Source: FIDH
As Egypt prepares for its second cycle of the Universal Periodic Review at the UN Human Rights Council, the human rights situation in the country continues to deteriorate. Independent civil society groups including human rights organizations are facing unprecedented threats of closure and prosecution.
Human rights defenders, peaceful protesters, journalists as well as political opponents continue to be targeted by the authorities for exercising their fundamental human rights such as the right to peaceful assembly, association, and expression. They face arbitrary arrest, detention, judicial harassment and hefty imprisonment sentences. Violations of due process and of the right to fair trial are rampant amidst an environment where the judiciary can no longer be considered independent. Furthermore, new measures which could lead to more prosecution of civilians before military courts have been recently announced and mass death sentences continue to be reported.

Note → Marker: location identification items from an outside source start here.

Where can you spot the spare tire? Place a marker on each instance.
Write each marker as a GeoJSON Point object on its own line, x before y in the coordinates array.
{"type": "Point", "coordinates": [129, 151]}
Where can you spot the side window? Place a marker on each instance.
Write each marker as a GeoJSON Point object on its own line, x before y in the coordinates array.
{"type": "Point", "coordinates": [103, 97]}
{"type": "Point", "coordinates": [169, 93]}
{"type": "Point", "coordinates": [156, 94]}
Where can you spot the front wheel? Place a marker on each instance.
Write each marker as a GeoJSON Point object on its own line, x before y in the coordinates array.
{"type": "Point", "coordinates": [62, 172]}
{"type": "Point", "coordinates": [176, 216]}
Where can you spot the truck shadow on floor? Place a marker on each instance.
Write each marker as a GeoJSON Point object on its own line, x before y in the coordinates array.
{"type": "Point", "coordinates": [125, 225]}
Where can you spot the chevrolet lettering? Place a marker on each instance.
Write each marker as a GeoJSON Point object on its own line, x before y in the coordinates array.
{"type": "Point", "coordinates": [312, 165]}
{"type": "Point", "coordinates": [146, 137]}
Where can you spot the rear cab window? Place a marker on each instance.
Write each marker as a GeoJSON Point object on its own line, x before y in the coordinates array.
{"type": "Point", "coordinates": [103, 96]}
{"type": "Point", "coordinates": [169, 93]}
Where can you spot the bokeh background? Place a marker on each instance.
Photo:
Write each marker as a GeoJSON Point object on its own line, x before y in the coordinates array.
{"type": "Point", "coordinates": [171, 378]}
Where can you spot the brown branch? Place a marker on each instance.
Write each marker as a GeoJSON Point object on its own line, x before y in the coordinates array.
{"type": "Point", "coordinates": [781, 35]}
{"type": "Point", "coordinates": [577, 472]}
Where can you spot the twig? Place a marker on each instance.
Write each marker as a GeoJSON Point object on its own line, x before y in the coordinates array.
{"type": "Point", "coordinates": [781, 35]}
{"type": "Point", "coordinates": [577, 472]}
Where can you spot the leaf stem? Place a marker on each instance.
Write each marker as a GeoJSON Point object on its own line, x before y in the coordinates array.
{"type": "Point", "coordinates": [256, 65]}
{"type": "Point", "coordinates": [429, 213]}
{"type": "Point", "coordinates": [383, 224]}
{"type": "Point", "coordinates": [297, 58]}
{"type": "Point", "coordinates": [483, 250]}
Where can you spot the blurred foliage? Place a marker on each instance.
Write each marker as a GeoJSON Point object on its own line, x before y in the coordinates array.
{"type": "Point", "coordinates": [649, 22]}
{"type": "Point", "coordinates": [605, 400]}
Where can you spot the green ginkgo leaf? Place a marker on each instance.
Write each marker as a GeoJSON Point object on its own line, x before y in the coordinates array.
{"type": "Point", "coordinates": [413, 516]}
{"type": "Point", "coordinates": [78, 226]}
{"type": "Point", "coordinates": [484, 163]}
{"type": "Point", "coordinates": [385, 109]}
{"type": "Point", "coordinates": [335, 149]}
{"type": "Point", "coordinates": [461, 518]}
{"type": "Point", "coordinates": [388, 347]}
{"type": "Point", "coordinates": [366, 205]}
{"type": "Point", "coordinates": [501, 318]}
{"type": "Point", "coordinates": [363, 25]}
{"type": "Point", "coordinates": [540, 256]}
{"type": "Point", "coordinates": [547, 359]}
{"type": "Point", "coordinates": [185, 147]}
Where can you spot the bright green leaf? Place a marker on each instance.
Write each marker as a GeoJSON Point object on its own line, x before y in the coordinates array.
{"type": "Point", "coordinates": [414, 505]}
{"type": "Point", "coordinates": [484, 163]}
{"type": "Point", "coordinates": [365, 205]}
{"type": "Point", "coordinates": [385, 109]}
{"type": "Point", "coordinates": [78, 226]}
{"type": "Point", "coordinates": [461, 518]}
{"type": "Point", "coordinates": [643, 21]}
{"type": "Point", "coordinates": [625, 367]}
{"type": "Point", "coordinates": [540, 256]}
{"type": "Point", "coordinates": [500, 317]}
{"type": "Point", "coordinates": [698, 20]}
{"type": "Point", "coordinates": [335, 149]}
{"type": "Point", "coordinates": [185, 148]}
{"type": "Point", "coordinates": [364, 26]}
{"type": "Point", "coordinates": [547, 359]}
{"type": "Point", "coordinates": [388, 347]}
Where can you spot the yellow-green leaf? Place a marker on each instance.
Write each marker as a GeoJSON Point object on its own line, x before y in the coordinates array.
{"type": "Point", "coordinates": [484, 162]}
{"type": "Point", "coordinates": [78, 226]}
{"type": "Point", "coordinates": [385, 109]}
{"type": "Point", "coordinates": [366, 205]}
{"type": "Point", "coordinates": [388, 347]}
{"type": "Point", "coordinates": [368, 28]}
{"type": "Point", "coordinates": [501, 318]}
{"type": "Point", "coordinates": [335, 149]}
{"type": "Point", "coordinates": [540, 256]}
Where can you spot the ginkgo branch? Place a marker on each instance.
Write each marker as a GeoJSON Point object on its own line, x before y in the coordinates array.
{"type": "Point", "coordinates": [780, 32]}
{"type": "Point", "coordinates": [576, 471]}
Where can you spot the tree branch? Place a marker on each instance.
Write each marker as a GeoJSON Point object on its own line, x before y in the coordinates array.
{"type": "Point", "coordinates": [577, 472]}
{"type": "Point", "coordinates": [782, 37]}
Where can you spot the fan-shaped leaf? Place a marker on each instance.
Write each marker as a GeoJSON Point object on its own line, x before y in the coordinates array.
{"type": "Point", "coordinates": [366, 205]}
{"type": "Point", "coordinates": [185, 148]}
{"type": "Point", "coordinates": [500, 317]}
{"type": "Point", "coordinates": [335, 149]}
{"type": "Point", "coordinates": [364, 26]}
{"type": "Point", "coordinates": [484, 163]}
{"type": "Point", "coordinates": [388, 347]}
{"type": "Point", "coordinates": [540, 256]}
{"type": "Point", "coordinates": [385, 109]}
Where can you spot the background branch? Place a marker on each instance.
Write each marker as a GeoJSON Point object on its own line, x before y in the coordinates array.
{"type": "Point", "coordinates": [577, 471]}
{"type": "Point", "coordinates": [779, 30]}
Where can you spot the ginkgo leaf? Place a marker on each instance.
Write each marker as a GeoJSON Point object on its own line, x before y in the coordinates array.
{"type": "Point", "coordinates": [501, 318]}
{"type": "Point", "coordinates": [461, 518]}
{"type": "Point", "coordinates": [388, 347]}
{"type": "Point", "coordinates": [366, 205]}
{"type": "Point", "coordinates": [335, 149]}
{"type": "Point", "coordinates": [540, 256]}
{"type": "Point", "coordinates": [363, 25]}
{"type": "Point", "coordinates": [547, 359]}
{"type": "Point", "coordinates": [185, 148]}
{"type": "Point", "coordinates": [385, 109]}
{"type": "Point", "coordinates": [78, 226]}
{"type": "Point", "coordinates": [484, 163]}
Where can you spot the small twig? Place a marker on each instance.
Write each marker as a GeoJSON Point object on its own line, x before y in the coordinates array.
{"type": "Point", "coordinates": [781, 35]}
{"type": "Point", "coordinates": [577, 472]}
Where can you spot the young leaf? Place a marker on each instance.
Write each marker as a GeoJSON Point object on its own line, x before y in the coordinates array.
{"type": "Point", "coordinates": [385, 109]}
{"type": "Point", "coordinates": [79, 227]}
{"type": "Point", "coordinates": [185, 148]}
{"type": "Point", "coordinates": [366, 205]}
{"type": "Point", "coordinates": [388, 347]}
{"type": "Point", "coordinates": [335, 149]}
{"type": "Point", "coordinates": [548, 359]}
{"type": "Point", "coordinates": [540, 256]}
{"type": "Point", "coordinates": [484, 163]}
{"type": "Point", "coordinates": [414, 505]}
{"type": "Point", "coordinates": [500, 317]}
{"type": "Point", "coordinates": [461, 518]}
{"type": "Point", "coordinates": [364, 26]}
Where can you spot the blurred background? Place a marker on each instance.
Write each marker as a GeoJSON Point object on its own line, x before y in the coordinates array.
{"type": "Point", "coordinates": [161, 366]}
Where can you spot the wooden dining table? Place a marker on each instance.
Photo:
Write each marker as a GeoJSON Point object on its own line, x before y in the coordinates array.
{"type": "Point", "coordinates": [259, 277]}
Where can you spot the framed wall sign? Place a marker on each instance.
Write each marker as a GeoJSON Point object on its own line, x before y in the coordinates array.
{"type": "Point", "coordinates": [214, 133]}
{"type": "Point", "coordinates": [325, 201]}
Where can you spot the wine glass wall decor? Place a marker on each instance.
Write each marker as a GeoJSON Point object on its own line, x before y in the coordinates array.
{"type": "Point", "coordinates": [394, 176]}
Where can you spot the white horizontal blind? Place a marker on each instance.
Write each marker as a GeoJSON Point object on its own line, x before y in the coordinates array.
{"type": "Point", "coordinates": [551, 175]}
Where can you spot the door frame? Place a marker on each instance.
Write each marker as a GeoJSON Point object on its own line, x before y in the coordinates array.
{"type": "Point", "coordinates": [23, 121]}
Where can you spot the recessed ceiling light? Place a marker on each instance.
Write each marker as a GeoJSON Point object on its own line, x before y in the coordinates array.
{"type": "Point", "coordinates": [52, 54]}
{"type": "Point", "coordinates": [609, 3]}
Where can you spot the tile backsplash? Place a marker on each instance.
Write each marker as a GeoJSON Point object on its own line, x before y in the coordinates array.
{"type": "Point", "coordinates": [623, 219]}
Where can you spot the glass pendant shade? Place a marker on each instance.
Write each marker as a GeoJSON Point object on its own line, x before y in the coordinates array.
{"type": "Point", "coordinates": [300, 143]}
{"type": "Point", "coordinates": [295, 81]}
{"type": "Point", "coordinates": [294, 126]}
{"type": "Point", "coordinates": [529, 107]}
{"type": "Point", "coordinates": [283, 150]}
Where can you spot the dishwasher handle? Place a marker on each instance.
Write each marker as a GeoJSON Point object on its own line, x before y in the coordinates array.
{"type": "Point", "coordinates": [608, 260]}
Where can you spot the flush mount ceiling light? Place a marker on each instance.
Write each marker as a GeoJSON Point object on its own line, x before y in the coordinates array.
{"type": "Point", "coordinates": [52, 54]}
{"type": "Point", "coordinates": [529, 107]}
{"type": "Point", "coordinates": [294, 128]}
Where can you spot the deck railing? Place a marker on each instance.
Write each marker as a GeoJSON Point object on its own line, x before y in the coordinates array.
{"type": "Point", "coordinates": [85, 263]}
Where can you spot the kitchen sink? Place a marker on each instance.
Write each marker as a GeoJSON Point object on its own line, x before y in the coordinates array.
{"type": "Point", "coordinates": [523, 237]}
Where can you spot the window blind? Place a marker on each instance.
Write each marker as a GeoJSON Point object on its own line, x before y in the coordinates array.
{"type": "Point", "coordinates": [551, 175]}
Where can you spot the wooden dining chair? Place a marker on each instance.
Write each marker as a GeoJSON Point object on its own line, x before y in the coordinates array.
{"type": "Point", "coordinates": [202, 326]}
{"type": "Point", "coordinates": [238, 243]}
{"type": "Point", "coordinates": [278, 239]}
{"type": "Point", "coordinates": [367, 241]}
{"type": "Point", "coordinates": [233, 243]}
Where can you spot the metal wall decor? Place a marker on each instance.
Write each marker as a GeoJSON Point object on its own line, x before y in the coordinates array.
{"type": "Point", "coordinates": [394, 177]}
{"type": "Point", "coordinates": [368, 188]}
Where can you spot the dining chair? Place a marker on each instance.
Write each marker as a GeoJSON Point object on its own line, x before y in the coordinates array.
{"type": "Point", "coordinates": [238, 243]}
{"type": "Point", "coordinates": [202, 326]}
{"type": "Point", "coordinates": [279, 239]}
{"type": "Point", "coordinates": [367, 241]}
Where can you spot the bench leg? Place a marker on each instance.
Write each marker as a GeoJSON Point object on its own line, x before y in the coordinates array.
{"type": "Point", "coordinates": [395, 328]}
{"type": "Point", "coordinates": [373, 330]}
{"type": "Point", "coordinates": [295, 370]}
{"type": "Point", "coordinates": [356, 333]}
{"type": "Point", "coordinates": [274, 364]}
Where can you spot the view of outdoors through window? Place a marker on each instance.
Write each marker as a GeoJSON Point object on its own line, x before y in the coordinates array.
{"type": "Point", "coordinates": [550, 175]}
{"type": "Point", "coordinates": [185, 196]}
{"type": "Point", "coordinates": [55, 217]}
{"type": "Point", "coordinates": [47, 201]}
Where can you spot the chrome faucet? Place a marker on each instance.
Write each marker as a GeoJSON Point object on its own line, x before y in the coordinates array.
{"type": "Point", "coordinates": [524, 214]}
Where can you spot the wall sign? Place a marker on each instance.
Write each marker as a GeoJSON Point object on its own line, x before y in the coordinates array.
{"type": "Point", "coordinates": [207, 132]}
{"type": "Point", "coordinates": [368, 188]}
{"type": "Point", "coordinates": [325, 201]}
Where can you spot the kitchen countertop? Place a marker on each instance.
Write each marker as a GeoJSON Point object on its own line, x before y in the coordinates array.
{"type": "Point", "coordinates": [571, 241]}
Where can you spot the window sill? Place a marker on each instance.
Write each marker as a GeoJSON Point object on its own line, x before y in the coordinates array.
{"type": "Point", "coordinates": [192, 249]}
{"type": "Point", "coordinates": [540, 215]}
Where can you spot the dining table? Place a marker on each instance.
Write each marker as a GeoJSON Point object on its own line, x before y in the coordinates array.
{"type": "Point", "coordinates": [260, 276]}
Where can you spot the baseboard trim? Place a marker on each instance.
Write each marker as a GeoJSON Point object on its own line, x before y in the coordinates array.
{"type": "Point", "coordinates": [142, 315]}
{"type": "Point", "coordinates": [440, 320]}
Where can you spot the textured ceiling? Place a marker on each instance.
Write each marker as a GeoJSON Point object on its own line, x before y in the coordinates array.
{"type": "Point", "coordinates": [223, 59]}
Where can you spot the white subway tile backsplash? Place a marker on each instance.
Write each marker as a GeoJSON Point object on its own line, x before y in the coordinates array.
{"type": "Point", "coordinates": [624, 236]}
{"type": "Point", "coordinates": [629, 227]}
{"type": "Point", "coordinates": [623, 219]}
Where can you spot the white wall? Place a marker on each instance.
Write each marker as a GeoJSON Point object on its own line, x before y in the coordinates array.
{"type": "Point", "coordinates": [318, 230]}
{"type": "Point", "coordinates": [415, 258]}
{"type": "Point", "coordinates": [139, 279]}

At the same time, the authorities have failed to hold their officials accountable for human rights violations committed since 2011. Impunity in Egypt continues to prevail as massive human rights violations are not effectively investigated, their perpetrators not prosecuted, and victims have not been granted reparation. This impunity extends to crimes of violence against women in the public sphere. In the hundreds of cases of mass sexual assault against women protesters around Tahrir square between November 2012 and January 2014, no perpetrator has yet been held to account, and mob attacks have continued. The limited measures authorities have taken to combat violence against women, still remain inadequate.